Quello a cui siamo invitati è il mondo di Mia, che da grande vuole fare l’astronauta, ossessionata com’è dallo spazio, dalle stelle, dal cielo notturno e dalla scienza, ossessione che spinge e alimenta con milioni di domande, da non averne abbastanza e da dirigere un’avventura intergalattica alla quale prendono parte i suoi genitori e tutti coloro che guardano le sue foto. Ma è anche il mondo di ognuno, perché a turno possiamo essere maestri di un sogno e qualcuno può immortalarlo proprio in quel momento, perché non venga dimenticato. Infatti, ciò che ne è risultato, con la meraviglia del fotografo amatoriale quando ha sviluppato il rullino a casa, è stata una sensazione di surrealtà.

In una realtà desolata e chiusa in se stessa per l’emergenza sanitaria, con Rocketgirl si tratta di partecipare all’altrui unicità. È un caso se la vicinanza si crea proprio quando c’è qualcuno che mette in risalto, in un qualche personalissimo modo, una solitudine qualsiasi? Compresa quella di una bambina che si annoia in casa? L’isolamento non ha confini, si trova pure nello spazio più aperto o in una folla di gente prima del distanziamento, ed esiste anche senza pandemia, ma non è mai stato così condiviso. Allo stesso modo, il pensiero critico e creativo non può essere recluso in un appartamento, per cui i genitori di Mia hanno pensato bene di cavalcare il flusso della sua immaginazione e lasciarsi ispirare.

«Quando siamo passati davanti alla lavanderia a gettoni, abbiamo visto tutte queste macchine e abbiamo immaginato di essere su un’astronave (Aboard). Ha anche scalato questi barili in un vecchio posto di riparazione di taxi, che era deserto nei fine settimana. Quello era uno dei suoi preferiti».
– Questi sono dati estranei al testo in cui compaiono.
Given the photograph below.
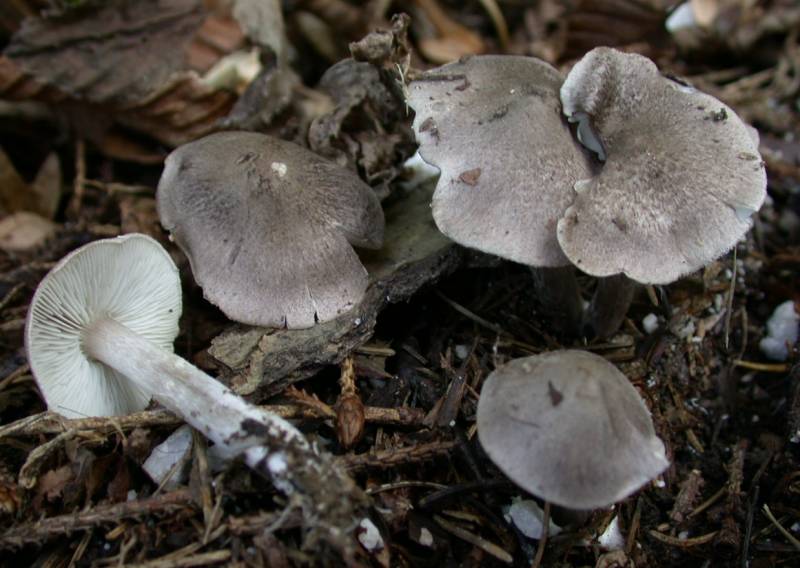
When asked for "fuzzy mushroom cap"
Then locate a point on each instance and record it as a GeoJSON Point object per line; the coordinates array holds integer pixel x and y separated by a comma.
{"type": "Point", "coordinates": [568, 427]}
{"type": "Point", "coordinates": [130, 279]}
{"type": "Point", "coordinates": [682, 175]}
{"type": "Point", "coordinates": [493, 126]}
{"type": "Point", "coordinates": [268, 227]}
Durante questi quasi due anni di crisi, alcuni genitori hanno imparato dai propri figli l’importanza creativa dell’ozio e del gioco. Il valore di stare insieme, a non far nulla, vivere un giorno alla volta, un gioco alla volta, proprio come fanno i bambini, godendosi il viaggio, approfondendo le visioni, ripetendo i gesti, senza congetture o mete, perché a quelle ci pensa chi resta in stazione di controllo. Mentre chi vuole divertirsi decolla.

Apprezzando Sally Mann e le sue oneste storie fotografiche, Andrew ha intenzione di non lasciare la fotografia ma non porta sempre con sé la macchina fotografica durante le avventure perché, proprio come nella letteratura, dove le parole che non ci sono rimbombano più forte, le foto non scattate hanno un’eco maggiore, una forza decisiva.

In Homecoming, una delle ultime foto della serie, salutiamo Mia e le confessiamo che tutti vorremmo volare nel cielo notturno una volta e che quel casco è fenomenale. Perché la salute va protetta allo stesso modo della libertà.